2 – Quoted in Eamon Javers, ‘Inside Obama’s Bank CEOs Meeting’, Politico, 3 April 2009, available at:, accessed 3 September 2019. During this meeting, the CEOs of the world’s most powerful financial institutions defended their employee’s high salaries, and, by extension, the amounts (and multi-million dollar bonuses) they paid themselves. Obama brusquely cautioned them about how the public would react to such explanations, ending with this quote. The CEOs were served a single glass of water, with no ice and no refills. ‘The only way they could have sent a more Spartan message is if they had served bread along with the water’, said one of the attendees.
3 – In 1996, the US General Accounting Office estimated the total cost of the Savings & Loans scandal to be $160 billion, including $132.1 billion taken from taxpayers.
4 – But after a set period lenders had to repay the money they had borrowed as well. Unfortunately, the increase in instalments coincided with a drastic fall in house prices, and mortgage holders, soon owing more than they could sell their house for, defaulted. By 2015, 5 million homes had slipped into foreclosure since the onset of the crisis in 2008, echoing the bank’s land-grab during the Great Depression (1929–39).
5 – Much as I despise bailouts, if it hadn’t happened the consequences would have been worse than the Great Depression of the 1930s. But what irked me, and most other people around the world, was that the Barons of High Finance went unpunished. There were a few token sacrifices who were made examples of because their ineptness at concealing their misdemeanours exposed too much of the corruption that is the lifeblood of the finance industry. Many of the same villains who engineered the crisis remain in their gilded turrets today, and continue to commit economic murder and gamble recklessly with taxpayers’ money while bribing Washington to look the other way.
6 – The taxes that the wealthy 1% dodge but the 99% pay.
7 – American banks were rescued with what eventually became a bailout of $426.4 billion dollars under the Troubled Asset Relief Program (TARP). The funds were used to purchase toxic assets and equity from financial institutions to strengthen the financial sector.

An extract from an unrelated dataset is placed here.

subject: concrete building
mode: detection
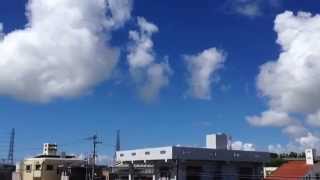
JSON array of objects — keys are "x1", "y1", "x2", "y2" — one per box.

8 -What if rich people invented morals and ethics to deceive poor people into staying poor while they themselves continue to get obscenely wealthy?
9 – American animator Chuck Jones (1912–2002) is best known for writing, producing, and/or directing Looney Tunes and Merrie Melodies shorts starring Bugs Bunny, Daffy Duck, Wile E. Coyote and the Road Runner, Pepé Le Pew, Porky Pig, Michigan J. Frog, the Three Bears, and many other Warner Bros. characters.